For another thing, they just don't really seem that concerned about what they wear around. I've never been to Europe, but I've been told that in Paris, Berlin, Rome and the like, people tend to dress up to go out, even if it's just to do some shopping. Here, it's kind of the opposite, at least for men. It's not at all unusual to see men walking around wearing sleeveless t-shirts ("wife-beaters," as we called 'em in college) or even no shirt at all. Sure, it's hot here. But I hardly ever saw anyone in Greenville doing that.

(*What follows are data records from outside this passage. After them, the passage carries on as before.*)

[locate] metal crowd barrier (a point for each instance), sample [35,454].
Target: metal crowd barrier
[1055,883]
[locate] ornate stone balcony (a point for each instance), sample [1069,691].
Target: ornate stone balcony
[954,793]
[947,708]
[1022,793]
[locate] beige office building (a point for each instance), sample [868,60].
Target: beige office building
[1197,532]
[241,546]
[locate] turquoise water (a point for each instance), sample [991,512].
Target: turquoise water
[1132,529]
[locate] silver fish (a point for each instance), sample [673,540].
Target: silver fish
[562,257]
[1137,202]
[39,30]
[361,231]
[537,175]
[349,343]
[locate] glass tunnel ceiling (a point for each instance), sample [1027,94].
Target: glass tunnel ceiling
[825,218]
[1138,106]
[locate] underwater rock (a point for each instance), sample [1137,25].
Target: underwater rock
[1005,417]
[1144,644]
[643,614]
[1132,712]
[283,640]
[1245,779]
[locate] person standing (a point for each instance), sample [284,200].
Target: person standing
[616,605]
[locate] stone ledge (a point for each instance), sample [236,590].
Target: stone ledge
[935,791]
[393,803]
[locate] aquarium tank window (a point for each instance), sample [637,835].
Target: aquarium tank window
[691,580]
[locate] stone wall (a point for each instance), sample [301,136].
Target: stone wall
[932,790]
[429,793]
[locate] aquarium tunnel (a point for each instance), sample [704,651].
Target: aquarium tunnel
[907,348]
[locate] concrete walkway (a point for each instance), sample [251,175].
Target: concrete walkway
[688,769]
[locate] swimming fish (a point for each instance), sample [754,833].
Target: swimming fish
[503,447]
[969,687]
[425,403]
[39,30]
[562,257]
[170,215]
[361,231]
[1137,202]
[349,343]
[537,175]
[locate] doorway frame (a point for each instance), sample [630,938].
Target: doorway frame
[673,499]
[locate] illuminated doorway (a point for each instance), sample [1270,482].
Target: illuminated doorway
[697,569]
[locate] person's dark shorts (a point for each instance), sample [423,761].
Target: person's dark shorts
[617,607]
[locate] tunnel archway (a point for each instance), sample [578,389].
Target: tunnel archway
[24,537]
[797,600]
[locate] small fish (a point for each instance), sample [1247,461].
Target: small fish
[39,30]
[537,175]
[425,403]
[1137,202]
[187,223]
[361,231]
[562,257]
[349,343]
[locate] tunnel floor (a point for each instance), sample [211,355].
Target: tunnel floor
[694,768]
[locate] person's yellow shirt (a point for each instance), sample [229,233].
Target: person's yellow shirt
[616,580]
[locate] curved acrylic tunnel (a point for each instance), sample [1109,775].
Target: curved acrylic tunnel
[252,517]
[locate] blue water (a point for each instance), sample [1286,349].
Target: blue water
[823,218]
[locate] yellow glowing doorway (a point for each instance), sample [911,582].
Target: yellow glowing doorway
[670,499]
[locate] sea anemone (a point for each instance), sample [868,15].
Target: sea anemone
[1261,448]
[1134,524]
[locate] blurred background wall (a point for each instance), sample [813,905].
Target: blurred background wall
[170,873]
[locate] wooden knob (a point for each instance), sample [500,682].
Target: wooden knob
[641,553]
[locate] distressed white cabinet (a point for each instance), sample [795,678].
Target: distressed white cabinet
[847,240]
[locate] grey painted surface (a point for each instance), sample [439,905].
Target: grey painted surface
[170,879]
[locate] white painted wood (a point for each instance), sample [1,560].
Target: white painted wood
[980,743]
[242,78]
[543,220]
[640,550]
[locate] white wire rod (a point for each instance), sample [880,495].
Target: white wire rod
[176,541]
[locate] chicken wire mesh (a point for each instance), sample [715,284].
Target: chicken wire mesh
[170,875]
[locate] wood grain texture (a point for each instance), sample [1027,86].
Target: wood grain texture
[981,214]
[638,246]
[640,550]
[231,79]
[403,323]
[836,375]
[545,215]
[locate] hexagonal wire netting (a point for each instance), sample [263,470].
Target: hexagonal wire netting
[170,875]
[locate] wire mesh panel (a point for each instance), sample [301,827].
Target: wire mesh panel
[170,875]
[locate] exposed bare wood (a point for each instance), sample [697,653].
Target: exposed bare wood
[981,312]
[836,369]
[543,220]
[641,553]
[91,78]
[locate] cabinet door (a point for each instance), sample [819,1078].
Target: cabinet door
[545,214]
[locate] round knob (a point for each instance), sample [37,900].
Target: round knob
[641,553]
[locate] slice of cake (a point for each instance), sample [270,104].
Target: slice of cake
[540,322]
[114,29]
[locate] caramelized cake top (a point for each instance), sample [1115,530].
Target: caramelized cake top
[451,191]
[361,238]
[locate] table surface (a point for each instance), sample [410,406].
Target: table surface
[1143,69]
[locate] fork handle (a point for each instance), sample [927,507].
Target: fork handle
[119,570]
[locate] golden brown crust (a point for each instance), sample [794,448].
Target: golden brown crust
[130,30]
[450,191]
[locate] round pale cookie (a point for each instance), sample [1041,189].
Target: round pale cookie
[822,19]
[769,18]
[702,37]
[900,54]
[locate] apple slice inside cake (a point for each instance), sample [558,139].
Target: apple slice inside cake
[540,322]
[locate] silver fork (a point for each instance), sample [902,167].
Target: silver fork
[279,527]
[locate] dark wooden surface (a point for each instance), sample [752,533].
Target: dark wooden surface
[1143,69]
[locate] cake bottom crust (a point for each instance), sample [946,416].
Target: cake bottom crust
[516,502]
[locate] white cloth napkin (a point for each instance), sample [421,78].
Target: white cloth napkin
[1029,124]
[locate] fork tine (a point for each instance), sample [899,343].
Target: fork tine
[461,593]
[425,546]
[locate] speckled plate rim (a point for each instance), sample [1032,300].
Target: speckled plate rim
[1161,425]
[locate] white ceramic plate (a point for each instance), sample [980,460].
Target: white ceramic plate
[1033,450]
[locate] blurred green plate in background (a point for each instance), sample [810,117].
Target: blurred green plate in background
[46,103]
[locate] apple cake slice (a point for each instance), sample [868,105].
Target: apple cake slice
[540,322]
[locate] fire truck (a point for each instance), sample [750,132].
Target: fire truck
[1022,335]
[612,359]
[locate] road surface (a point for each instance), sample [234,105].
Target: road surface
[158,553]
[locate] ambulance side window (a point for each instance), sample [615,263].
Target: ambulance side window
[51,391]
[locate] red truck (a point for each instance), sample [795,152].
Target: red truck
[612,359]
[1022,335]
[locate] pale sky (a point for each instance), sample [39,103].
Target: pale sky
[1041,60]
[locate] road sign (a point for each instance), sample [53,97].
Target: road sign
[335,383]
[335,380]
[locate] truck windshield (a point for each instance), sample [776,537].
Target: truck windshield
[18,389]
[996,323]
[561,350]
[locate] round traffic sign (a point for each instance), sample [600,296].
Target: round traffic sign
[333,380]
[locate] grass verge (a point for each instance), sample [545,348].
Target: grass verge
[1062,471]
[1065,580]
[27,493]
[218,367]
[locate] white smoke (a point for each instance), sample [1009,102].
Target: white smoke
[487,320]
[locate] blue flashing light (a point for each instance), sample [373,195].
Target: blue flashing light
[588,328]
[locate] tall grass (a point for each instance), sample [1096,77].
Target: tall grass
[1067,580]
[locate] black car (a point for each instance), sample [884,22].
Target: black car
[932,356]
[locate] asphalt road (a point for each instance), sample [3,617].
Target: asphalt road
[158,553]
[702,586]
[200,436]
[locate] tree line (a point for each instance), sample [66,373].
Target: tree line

The thing that really threw me for a loop, though, were the pajamas. They wear pajamas outside. I've kind of gotten used to seeing groups of girls in their PJs and slippers wandering over to the campus store at 8:00 PM. I had sort of assumed it was a kid thing. After all, they are pretty close to their rooms. Yesterday, though, I learned differently. Des and I were riding the bus down to Puxi. At the Century Mart stop (about 10 AM), the doors opened and man scrambled on. He was wearing blue plaid cotton jammies (button-up shirt and pants) and a pair of blue flip-flops. He rode the bus down four or five stops and hopped off. This guy was probably forty years old.